The rapporteur set a singularly important task: to consider the prediction
of all processes and phenomena in the social sphere, in nature, and in
the technogenic sphere. It would seem that, having posed such a super-general
problem, we should have made supergeneral conclusions, to be detailed
by us in particular areas. Unfortunately, his conclusions (which I tried
to faithfully record) will not be easy to use.
I am not at all objecting to those who highly appreciated the report.
The aim of my intervention is simply to state that when such reports are
made, one wishes more clearly formulated conclusions on fundamental issues,
which we can be applied in the future. A super-generalization such as
the we one just heard is from a small perspective.
On the whole, I am glad that this report took place. This is an exceptionally
important field, and I hope that future contacts will help us, including
myself, to better understand what precisely is of use for geologists today.
Mesyats: Most likely, it not easy to deliver a report from which
something new could be derived by both nuclear scientists, mechanics,
and economists. I think that this is quite a natural reaction.
Malinetskii: I wish to thank you for a very interesting discussion,
and above all else, for your understanding. It was only once that the
speaker's understanding of my words was the direct opposite to my meaning.
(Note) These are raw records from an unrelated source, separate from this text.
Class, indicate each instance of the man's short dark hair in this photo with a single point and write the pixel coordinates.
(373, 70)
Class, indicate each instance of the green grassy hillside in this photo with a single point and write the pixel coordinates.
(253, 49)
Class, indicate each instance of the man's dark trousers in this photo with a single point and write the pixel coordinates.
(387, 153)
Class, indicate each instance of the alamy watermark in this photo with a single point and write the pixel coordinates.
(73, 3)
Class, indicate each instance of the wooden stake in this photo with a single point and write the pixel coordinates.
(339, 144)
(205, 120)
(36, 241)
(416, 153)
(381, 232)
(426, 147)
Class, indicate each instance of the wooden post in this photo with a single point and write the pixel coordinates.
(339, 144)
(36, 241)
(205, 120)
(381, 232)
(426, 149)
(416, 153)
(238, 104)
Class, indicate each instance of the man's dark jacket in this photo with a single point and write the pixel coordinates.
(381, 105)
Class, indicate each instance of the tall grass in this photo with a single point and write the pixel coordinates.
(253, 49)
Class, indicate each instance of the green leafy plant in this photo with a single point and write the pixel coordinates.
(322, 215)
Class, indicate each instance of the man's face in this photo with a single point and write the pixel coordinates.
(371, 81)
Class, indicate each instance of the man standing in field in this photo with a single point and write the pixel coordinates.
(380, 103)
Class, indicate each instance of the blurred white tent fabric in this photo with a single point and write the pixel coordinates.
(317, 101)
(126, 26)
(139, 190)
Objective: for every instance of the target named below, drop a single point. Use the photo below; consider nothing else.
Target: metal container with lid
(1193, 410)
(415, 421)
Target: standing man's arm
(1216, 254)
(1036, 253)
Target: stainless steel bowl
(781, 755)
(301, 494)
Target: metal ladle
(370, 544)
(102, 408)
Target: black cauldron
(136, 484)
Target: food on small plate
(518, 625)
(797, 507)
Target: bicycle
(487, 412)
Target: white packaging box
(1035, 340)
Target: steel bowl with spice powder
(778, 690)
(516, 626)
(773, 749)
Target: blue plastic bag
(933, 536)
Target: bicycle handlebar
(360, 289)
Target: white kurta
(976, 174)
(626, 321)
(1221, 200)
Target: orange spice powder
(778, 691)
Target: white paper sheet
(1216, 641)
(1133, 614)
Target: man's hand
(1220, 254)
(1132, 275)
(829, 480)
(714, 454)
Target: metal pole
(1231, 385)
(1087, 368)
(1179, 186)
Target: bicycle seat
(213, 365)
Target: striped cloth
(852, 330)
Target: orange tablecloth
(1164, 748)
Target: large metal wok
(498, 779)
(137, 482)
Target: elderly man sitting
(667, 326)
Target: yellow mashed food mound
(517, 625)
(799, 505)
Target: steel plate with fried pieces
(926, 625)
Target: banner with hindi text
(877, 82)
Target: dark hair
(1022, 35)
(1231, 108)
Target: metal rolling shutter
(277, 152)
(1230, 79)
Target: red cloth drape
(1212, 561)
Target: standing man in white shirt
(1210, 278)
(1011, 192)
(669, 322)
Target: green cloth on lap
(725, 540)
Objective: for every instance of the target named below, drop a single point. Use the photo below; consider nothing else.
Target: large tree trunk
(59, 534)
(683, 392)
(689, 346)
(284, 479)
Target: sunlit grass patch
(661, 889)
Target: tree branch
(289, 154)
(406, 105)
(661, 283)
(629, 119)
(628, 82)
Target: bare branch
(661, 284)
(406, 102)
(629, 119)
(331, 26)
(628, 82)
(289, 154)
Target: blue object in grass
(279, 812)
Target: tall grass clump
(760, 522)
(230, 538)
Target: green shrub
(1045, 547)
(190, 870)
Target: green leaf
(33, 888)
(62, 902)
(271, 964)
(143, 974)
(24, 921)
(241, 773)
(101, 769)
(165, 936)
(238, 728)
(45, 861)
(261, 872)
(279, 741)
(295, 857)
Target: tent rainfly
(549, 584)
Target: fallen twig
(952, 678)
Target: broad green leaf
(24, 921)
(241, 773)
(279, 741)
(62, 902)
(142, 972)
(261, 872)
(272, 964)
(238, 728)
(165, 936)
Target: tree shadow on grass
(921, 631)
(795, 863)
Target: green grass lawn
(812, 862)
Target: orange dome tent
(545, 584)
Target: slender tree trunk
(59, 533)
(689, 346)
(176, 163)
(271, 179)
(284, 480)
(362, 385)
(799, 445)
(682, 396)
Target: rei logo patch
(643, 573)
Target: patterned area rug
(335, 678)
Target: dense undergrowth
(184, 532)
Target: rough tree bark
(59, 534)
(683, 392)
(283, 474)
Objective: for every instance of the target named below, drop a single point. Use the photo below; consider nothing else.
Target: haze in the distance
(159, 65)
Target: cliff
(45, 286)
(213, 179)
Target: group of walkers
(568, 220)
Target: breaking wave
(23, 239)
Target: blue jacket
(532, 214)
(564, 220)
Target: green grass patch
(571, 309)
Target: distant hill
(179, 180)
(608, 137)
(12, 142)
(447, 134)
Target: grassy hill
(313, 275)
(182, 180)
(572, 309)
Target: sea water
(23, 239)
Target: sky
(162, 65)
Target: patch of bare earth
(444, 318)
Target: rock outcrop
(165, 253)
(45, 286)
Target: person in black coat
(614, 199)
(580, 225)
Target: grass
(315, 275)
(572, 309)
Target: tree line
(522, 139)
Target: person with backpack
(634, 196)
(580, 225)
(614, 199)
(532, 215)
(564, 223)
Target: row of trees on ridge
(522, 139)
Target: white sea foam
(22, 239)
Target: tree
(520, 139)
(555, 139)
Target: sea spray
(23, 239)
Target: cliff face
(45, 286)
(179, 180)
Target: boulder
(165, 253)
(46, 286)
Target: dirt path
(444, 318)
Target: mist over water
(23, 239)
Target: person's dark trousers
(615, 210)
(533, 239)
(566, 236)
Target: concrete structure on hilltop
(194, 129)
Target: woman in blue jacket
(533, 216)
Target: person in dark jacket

When I spoke about accidents, I said that there are engineering systems
where extradesign, or hypothetical accidents, can be ignored. This can
be done, in particular, with regard to car breakdowns. But there are complex
systems where we cannot act in this manner and where we must count on
the worst. Our institute, jointly with the Institute of Control Problems,
is currently engaged in the scenario modeling of precisely the worst possible
situation we can face.
As far as the conclusions from the report are concerned, I should like
you to-realize the following: There are general fundamental limitations
in prognostication. Science has established essential restrictions on
predictions for most diverse systems. Prediction is becoming major technology
in many fields. As for the fields where it is most effective, I think
that this is a subject for a general study. Thank you very much for a
very exciting discussion.
Mesyats: I believe that many of us have gleaned from this report
new and necessary information. At any rate, a feeling has emerged that
there is much common ground between the different fields of knowledge.